Tuesday, January 23, 2007

LiFe
I feel drained. I don't even know why. Right now I would love to be sleeping underneath my amazing electric blanket with no worries or cares. Praise the Lord that I don't have to work on Saturday! I can't wait to sleep in and veg. I'm not too sure if I'm going to the wedding, but don't tell Randy and Chelsea that I didn't go because I was tired. Haha, that would be sad. I read an article yesterday about January 22nd being the most depressing day of the year. And I'll admit it, I've had some pretty horrible January 22nds. But I've come to the conclusion that I can make the day whatever I want it to be, even in tough circumstances. I'm still tired though. :o) Can't change that much.
Tonight I have a class called "Social Movements of the 60's" pretty exciting. I bet it's going to be out of control! I can't wait, and I'm not being sarcastic at all. Seriously.

Tuesday, January 09, 2007

Spontaneous Driving and Other Stuff
On Sunday I didn't have anything to do. Well, actually, I have plenty of things I should have done, but nothing I really wanted to do. When I was driving home from O-town, I looked out and admired the mountains (to Farah, hills) that surround Santa Maria and thought, "I wonder what's out there." So I decided to go and see. I called up my partner in adventure, Tani, and asked if she wanted to go with me. She gave in to my crazy idea and came. It was awesome! I just started driving and had no idea where exactly I was going, or even where I was going to end up. After a couple of hours, we decided to take a detour onto this dirt road to see where it went. We had to drive kind of slow because we were in the Jett, and I didn't want to ruin it. It was pretty amazing because as we drove higher and higher, the sun was setting. It started to get dark so I decided to turn around, we didn't have any cell reception and we were pretty much in the middle on nowhere. It was a great experience. On the way home we listened to Boyz 2 Men and sang all the words to "I'll make love to you" at least Tani did... I didn't remember all of them.
So when I woke up yesterday and went out to my car I had a flat tire. You know what I did about it? I changed it all by myself! Well, actually, some guy from Volkswagen had to come and take off an anti-theft bolt because I didn't have the part, but that's all he did I promise! I felt pretty good about it. Yes men, I am single. :o) Anyway, I had a great weekend, I even saw my nephew, he's growing so much! Hope you guys have a good week! Much love.

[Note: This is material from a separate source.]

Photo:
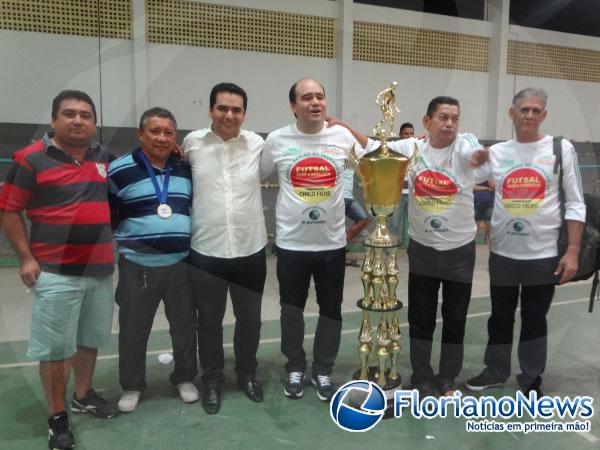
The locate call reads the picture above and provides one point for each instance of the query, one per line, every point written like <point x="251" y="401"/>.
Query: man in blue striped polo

Wednesday, January 03, 2007

One
I had lunch with mother hen today. It was good, we went to Stinky's Grill. We talked about life and such, she always cuts deep into my heart when we talk. I was thinking, am I going to be happy in one job? I love my job now, but I know I wouldn't want to make it my "career." Am I really going to find one job that I will want to do for the rest of my working life? Am I really going to find one man who I will love and who will love me for the rest of my life? Am I going to find one cause to live for (besides Jesus)? I'm just wondering about this stuff. I know I shouldn't be worried, and I'm not, I'm just wondering. In other news, the party at the Swenson's rocked! I played dance dance and pretty much ruled supreme. 80's music is on at work right now and I'm loving it! "We belong to the city..." Happy weekend my friends.